Increasingly, architecture, sculpture, and walled gardens came to be 
regarded as part of a complex (but not unified) whole. In the Villa Giulia 
(c. 1550-55), the most significant secular project of its time, Vasari 
appears to have been in charge of the scenic integration of the various 
elements; Giacomo da Vignola designed part of the actual building, while the 
Mannerist sculptor Bartolommeo Ammanati was largely responsible for the 
sculptural decoration. In spite of the continuous stepped vista, the 
building makes its impact through a succession of diverse effects rather 
than by mounting up to a unified climax. There, and in Vasari's design for 
the Uffizi Palace (1560), the vista seems to have been based upon the 
supposed style of antique stage sets, as interpreted by Peruzzi. It is not 
surprising that the Venetian architect Andrea Palladio came closest to 
achieving a fully Mannerist style in his Teatro Olimpico at Vicenza, where 
the receding vistas and rich sculptural details create an effect of 
extraordinary complexity. Similarly, it is not surprising that the greatest 
of the later Mannerist architects in Florence, Bernardo Buontalenti, should 
have been an acknowledged master of stage design. He was employed at the 
Medici court as a designer of grandly fantastic ephemera--mock river battles 
and stage intermezzi (interval entertainments) in which elaborate stage 
machinery effected miraculous transformations, figures descending from the 
clouds to slay dragons that spouted realistic blood, followed by music and 
dance all'antica. As a garden designer, Buontalenti enriched the traditional 
formal schemes with entertaining diversions, in which water often played a 
prominent role--either in fountains or in wetting booby traps for the 
strolling visitor. Buontalenti's buildings possess much of this capricious 
spirit in addition to his brilliantly inventive command of fluently plastic 
detailing.

In their treatment of detail, 16th-century Florentine architects inevitably 
looked toward Michelangelo as their example of innovative genius. 

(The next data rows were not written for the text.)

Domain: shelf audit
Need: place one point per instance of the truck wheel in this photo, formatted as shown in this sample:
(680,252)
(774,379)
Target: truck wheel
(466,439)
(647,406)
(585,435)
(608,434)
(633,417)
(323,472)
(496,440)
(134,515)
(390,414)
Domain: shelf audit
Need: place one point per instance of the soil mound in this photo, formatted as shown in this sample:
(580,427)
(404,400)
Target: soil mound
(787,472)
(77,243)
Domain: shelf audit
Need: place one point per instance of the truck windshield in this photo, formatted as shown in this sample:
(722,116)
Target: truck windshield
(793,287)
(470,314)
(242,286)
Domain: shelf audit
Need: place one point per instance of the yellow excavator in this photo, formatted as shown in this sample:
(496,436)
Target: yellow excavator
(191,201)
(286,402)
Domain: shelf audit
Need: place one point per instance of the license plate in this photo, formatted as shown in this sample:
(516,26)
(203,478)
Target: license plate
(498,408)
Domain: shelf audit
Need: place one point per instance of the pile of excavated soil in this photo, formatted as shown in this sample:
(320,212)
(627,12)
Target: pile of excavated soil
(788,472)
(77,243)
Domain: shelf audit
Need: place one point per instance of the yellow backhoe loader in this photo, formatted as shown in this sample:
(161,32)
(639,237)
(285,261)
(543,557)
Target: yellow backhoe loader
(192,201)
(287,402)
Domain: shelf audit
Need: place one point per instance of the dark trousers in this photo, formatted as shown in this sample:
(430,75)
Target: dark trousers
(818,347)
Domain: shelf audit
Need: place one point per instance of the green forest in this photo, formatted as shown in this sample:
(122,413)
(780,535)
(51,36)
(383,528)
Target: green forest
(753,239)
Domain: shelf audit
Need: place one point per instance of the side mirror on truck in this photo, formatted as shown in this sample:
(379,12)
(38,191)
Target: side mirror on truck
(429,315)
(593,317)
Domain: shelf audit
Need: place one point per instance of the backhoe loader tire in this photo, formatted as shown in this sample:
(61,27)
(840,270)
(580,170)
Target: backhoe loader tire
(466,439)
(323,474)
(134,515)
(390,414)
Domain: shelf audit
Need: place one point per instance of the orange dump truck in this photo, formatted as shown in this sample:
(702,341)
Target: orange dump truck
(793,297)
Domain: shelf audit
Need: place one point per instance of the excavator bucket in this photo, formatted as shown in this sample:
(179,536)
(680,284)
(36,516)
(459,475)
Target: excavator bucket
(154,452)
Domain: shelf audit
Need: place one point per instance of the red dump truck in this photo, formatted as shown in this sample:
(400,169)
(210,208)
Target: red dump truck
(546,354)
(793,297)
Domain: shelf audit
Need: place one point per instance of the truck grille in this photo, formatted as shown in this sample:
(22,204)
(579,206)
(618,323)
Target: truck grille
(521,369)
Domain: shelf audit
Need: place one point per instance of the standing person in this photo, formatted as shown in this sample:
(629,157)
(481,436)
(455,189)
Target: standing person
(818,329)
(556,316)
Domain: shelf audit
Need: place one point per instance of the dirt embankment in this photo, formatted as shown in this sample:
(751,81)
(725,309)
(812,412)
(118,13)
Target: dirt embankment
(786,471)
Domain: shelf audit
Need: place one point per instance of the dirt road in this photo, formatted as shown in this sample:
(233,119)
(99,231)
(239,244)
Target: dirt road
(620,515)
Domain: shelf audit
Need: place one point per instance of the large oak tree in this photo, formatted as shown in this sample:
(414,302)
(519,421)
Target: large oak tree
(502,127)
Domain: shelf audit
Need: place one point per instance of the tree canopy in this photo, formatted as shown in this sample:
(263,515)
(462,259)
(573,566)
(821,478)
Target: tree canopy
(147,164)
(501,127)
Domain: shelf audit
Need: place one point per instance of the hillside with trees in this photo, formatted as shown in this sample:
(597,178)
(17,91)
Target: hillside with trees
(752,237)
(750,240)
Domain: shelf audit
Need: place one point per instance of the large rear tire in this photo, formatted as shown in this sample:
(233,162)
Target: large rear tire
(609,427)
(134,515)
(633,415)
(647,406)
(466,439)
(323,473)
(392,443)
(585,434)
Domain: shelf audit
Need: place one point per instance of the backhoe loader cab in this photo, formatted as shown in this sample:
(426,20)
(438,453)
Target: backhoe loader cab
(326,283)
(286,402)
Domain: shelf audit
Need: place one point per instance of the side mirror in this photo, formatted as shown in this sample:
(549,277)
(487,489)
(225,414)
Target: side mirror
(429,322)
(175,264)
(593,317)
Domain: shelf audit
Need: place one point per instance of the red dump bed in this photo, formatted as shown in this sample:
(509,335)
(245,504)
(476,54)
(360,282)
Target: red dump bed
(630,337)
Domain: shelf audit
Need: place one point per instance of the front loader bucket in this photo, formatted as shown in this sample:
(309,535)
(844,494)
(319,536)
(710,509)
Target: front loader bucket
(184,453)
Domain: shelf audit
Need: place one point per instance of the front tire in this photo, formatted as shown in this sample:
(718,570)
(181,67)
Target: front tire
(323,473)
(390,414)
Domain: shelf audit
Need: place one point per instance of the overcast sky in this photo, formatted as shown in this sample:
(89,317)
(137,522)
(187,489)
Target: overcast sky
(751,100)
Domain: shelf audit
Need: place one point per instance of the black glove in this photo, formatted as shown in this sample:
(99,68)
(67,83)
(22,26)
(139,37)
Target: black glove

Michelangelo's Medici Chapel in San Lorenzo was executed, in Vasari's 
opinion, "in a style more varied and novel than that of any other master," 
and "thus all artists are under a great and eternal obligation to 
Michelangelo, seeing that he broke the fetters and chains that had earlier 
confined them to the creation of traditional forms." By Vasari's time the 
Mannerist quest for novelty had reached a thoroughly self-conscious level.